L'Ermitage de Saint-Pancrace :
sur
un domaine privé, ne se visite pas.
Paisible,
l'ermitage de St Pancrace, patron de Grambois, se niche sur une hauteur
boisée, proche de la route de Vitrolles. Une petite chapelle médiévale (XIVe
siècle) s'y adosse, que Jean Giono célébra de toute sa verve. Ce lieu hors du
temps est depuis longtemps cher aux Gramboisiens, qui entretiennent avec lui des
liens de fidélité séculaires.
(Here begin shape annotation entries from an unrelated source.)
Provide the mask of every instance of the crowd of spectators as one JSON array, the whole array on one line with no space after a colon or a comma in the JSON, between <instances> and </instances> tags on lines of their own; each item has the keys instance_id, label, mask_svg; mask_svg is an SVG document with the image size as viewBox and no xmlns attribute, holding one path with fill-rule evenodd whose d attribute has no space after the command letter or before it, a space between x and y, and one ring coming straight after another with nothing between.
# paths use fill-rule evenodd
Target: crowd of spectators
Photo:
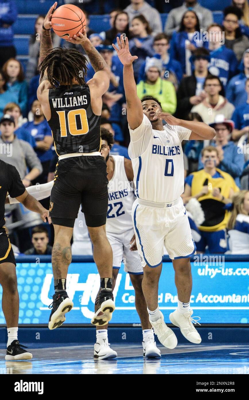
<instances>
[{"instance_id":1,"label":"crowd of spectators","mask_svg":"<svg viewBox=\"0 0 249 400\"><path fill-rule=\"evenodd\" d=\"M101 126L113 134L111 154L128 158L123 68L112 46L116 44L117 36L125 34L129 38L131 54L138 57L133 67L139 98L152 96L160 102L164 112L180 118L203 121L215 129L216 135L211 142L191 140L182 144L186 176L182 197L186 204L195 198L204 211L205 220L198 227L198 250L225 252L229 250L225 234L227 224L229 232L242 226L242 222L236 222L237 216L243 221L243 233L249 234L248 0L233 0L224 10L223 2L217 0L223 12L221 24L214 22L208 2L207 8L198 0L176 0L169 6L164 26L160 15L165 9L162 2L147 1L118 0L117 8L109 13L111 28L100 32L89 27L91 8L97 0L84 2L87 36L111 70L110 86L103 98ZM76 0L64 2L83 7ZM0 159L15 165L28 187L52 180L57 157L36 97L44 16L36 18L25 65L16 58L14 45L12 25L17 17L14 1L0 0L0 145L6 150L0 152ZM84 52L81 46L66 42L53 32L52 36L54 47L73 47ZM89 64L87 81L94 74ZM6 151L10 144L11 156ZM232 204L230 209L229 203ZM235 215L236 207L238 212L231 222L231 210ZM10 234L16 226L17 215L20 218L16 210L16 206L7 208L6 215L13 214L7 219ZM18 240L16 235L13 239L22 253L30 247L31 240L35 249L36 241L47 245L49 240L41 222L32 233L37 221L32 224L34 217L23 210L22 218L26 214L29 217L25 216L25 223L18 228L23 233L28 232L29 242ZM37 239L38 236L43 238ZM49 237L51 240L52 235ZM37 249L32 251L29 254L39 253Z\"/></svg>"}]
</instances>

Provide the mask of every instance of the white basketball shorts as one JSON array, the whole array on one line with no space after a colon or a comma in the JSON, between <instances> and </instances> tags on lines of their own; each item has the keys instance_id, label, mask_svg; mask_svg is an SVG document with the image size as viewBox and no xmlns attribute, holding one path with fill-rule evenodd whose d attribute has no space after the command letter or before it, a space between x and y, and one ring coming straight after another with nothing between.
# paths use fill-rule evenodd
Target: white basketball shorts
<instances>
[{"instance_id":1,"label":"white basketball shorts","mask_svg":"<svg viewBox=\"0 0 249 400\"><path fill-rule=\"evenodd\" d=\"M137 251L131 251L130 250L130 242L134 234L133 228L121 234L107 233L113 250L113 268L119 269L123 260L125 270L126 272L138 275L143 274L140 257Z\"/></svg>"},{"instance_id":2,"label":"white basketball shorts","mask_svg":"<svg viewBox=\"0 0 249 400\"><path fill-rule=\"evenodd\" d=\"M134 202L132 216L136 245L143 267L160 265L164 244L172 260L196 253L188 214L181 198L172 203Z\"/></svg>"}]
</instances>

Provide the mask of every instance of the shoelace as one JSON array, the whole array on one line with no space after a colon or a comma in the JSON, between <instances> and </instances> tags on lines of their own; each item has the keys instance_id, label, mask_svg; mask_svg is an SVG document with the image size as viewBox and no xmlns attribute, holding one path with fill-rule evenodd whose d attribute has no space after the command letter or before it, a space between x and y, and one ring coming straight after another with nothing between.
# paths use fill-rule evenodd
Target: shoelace
<instances>
[{"instance_id":1,"label":"shoelace","mask_svg":"<svg viewBox=\"0 0 249 400\"><path fill-rule=\"evenodd\" d=\"M196 318L198 318L198 320L196 319ZM196 318L196 319L195 319L195 318ZM200 319L201 319L200 317L197 317L197 316L196 317L190 316L188 318L188 319L190 324L194 324L195 325L196 325L197 324L198 324L200 326L201 326L201 324L200 324L199 322L198 322L198 321L200 321ZM195 329L195 328L194 328L194 329Z\"/></svg>"}]
</instances>

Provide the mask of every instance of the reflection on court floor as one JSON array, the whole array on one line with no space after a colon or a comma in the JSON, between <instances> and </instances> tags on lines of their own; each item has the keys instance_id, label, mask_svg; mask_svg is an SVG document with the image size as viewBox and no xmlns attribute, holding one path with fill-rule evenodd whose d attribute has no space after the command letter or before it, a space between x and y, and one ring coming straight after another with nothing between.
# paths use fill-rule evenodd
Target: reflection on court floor
<instances>
[{"instance_id":1,"label":"reflection on court floor","mask_svg":"<svg viewBox=\"0 0 249 400\"><path fill-rule=\"evenodd\" d=\"M32 361L5 361L5 350L0 349L0 374L249 374L249 344L160 347L161 358L154 359L143 359L137 344L113 344L119 356L110 360L94 360L93 346L89 344L49 344L32 349Z\"/></svg>"}]
</instances>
Dès le XVe
siècle, St Pancrace devient, chaque année aux alentours du 14 mai, un haut
lieu de la vie du village : une procession rejoint la chapelle, où se tient
aussi une foire réputée qui attire les populations des environs. Au XVIIe siècle, la communauté fait bâtir
l'ermitage, qui sera habité jusqu'à la Révolution.
Mais à la Révolution, la chapelle fut vendue comme bien
national (1793), et l'ermitage, 20 ans plus tard, devint propriété de Joseph Bonnin, riche négociant marseillais. C'est à cet homme que l'on doit le
cimetière familial établi tout à côté, où, entre les cyprès qui bordent les
allées, se dresse une imposante pyramide, ajoutant sa touche de mystère au
charme romantique qui se dégage des lieux.
Ni l'ermitage ni la chapelle ni le cimetière se visitent. Tous les trois sont
sur une propriété privée dont l'accès est strictement interdit.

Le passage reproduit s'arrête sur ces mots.